A court in Egypt has called for the live TV hanging of a convicted murderer, arguing that it could help deter copycat killers, according to a letter quoted by local media on Sunday.
During a highly-publicized two-day trial earlier this month, 21-year-old Mohamed Adel was convicted for killing fellow student Nayera Ashraf outside Mansoura University in northern Egypt in late June. It was reported that Adel stalked the girl for some time, and when she refused to marry him, he devised a gruesome plot to kill her.
According to video footage of the incident, which went viral on social media and sparked outrage across the country, Adel repeatedly stabbed Ashraf as she got off a bus near the university, jumped on her, and slit her throat in front of a number of horrified onlookers.
Adel pleaded guilty to the murder and was sentenced to death on July 6. However, due to the heinous nature of the murder, the court now wants to make an example out of Adel, and has asked the government to allow a live national TV broadcast of the execution.

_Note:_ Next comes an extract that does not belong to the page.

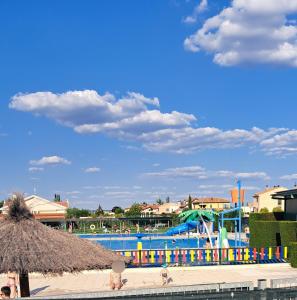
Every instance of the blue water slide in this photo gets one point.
(184, 227)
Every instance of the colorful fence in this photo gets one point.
(179, 257)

The Mansoura Courthouse wrote a letter to Egypt’s parliament explaining that publicizing the sentencing was not enough to deter similar crimes from happening in the future.
“The broadcast, even if only part of the start of proceedings, could achieve the goal of deterrence, which was not achieved by broadcasting the sentencing itself,” the letter reads, as reported by local media.

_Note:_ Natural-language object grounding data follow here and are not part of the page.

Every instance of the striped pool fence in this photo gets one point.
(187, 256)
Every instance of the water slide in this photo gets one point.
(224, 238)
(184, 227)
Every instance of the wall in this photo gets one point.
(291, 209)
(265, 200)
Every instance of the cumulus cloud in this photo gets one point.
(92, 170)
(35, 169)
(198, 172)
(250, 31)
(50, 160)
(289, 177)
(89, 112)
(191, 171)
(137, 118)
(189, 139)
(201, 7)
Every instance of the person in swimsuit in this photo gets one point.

Adel’s attorney, Farid El-Deeb, who was a defense lawyer for the late ex-Egyptian President Hosni Mubarak, insists that his client does not deserve the death penalty and has vowed to appeal the verdict.
The last time a capital punishment was broadcast on Egyptian national television was in 1998, when the state executed three men who killed a woman and her two children in their home in Cairo.

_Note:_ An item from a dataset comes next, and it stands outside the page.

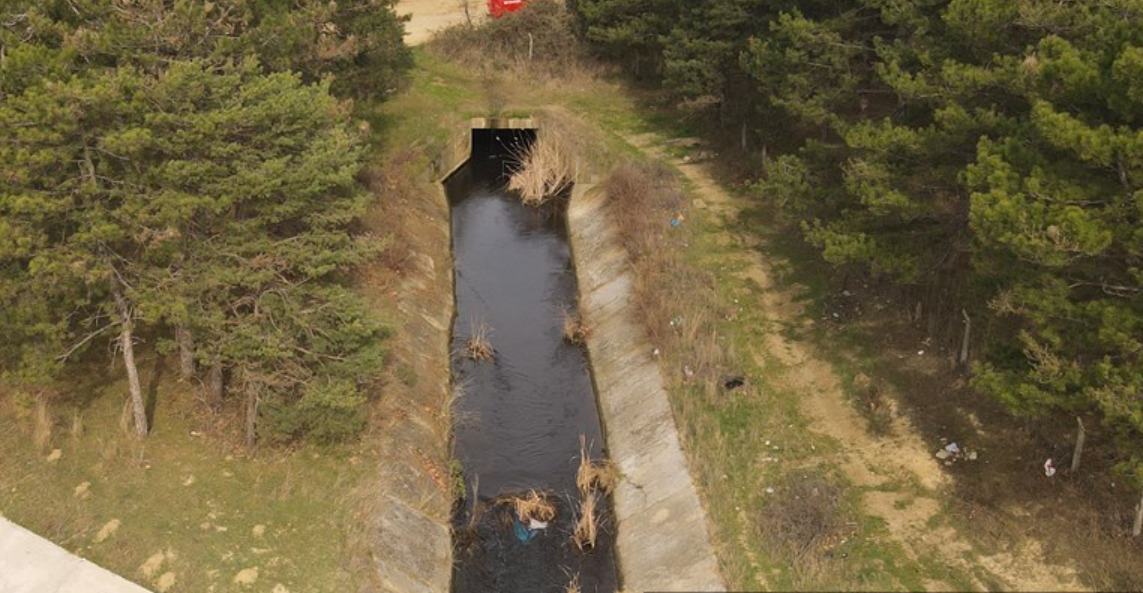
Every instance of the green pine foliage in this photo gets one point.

The murder of Ashraf, as well as other high-profile killings of women in Jordan and the UAE that happened within the same month have caused an uproar across the region and on social media. Women’s rights activists are now demanding justice and decrying the recent surge in violence against women in the Arab world.
The Egyptian Edraak Foundation for Development and Equality has said that it has documented 335 violent crimes against women and girls in Egypt between January and April of this year alone and that the country has been witnessing a “notable rise” in gender-based violence, with 813 cases being reported in 2021 compared to 415 in 2020.
According to a 2015 UN survey, nearly eight million Egyptian women claim to have experienced violence perpetrated by their husbands or relatives or by strangers on the street.